Below is the data we’ll be working with. As you can see, it’s a long spreadsheet with eight columns (Representative, Region, Month, Publisher, Subject, Sales, Margin, and Quantity) and over 300 rows. Certain calculations, like total sum of sales, are easy–you just select the sales column and use Excel’s or OO.o Calc’s sum function. But what if you wanted total sum of sales, but organized first by region, then by representative? That’s where pivot tables come into play, so let’s get started!
Download the CSV file and open it up in Excel. Select all the data, jump over to the “insert” menu, and click on “PivotTable”. This will open a dialog box similar to the following.
I usually select the option to insert the pivot table in a new sheet, and this brings us to the following screen.Pretty plain looking, right?
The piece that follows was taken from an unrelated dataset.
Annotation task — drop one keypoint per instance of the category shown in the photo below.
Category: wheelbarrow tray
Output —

The important part is the “PivotTable Field List” menu to the right of the screen. In the top half, you have a list of the variables in your data. The bottom half is where the “pivoting” gets set up simply by dragging the variables into the relevant areas in the bottom. In this example, I started by dragging “Region” to be the primary way to summarize the rows, and I dragged “Representative” below that to indicate that the rows should be further sorted by the sales representatives, and finally I dragged “Sales”, “Margin”, and “Quantity” to the sum value box.
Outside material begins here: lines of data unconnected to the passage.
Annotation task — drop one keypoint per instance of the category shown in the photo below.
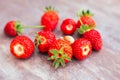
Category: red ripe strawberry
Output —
(85, 18)
(13, 28)
(81, 48)
(43, 40)
(50, 18)
(95, 38)
(68, 26)
(61, 52)
(22, 47)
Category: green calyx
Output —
(84, 13)
(83, 29)
(59, 57)
(50, 8)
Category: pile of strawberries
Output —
(61, 50)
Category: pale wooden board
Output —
(103, 65)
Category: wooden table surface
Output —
(103, 65)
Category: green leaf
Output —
(83, 13)
(88, 12)
(61, 49)
(51, 58)
(56, 63)
(54, 51)
(62, 62)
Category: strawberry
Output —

By default, Excel assumes you want the sum, but you can also do different data summaries by right-clicking on the variables that you’ve dragged to the “values” corner. Whatever you drag into the filters area will create additional filter options for your data.
Experiment a little bit–drag things around a bit and see what types of consolidated results you end up with. Whatever you change in the PivotTable Field List dialog area is immediately reflected in the main spreadsheet area (which is one huge advantage that Excel 2007 has over OO.o Calc).
By dragging some variables around, here’s what we can quickly end up with:
The process in OpenOffice.org Calc is pretty similar. The option can be found under the “Data” menu under “DataPilot”. The screencap below shows the DataPilot options window with some variables dragged into the relevant areas to create a simple pivot table in OO.o Calc.
The “Page Fields” region in OO.o Calc is the equivalent of the filters area in Excel 2007. The rest is pretty much the same, just not as pretty. The output (in the screencap below) isn’t as pretty either, but it serves its function just fine.
So, now that you know all about pivot tables in Excel and OO.o Calc, you can have a data sorting and summarizing party. Once you get bored with that, you can sit around impatiently and wait for me to write about how you can do this sort of thing with R.